"Anita, de Groix"

"Dans les temps de tromperie universelle, dire la vérité devient un acte révolutionnaire"

L’élection présidentielle vue de l’Île de Groix.

Publié le 25 mars 2012 à 15:41
Photo de Ty Dub’s : http://groix.over-blog.com/

Sur l’île de Groix, des électeurs "dans une bulle"
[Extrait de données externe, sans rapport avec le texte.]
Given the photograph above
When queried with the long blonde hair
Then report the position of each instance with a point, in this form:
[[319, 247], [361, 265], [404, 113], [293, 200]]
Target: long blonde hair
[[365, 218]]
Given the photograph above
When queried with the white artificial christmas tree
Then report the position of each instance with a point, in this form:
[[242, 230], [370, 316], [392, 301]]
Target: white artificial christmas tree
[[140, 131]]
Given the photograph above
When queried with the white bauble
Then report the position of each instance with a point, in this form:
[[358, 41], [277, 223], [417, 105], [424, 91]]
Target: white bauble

Le dernier ferry vient de partir. Seul un goéland s’ingénie à troubler le calme du petit port de Groix. Sur l’île, le soleil a posé ses valises et le Groisillon a suspendu son vote. Le cinéma de poche du bourg passe un film une fois tous les quinze jours et le salon de thé n’ouvre que de 10 à 12 heures. La politique peut patienter. Au bout du ponton, le flambant neuf panneau d’affichage pré-électoral attend toujours qu’un candidat se colle à lui. "Ici, il n’y a rien. Pas de tracts, pas d’affiche, pas de local de parti. Que dalle", raconte Stanislas, 31 ans, patron pêcheur. Son bateau de plus de 8 mètres et sa journée de travail sont derrière lui. "On est dans une bulle par rapport au continent, dit-il en pensant au drame toulousain. Les maisons sont ouvertes, les bagnoles aussi. On ne ferme rien."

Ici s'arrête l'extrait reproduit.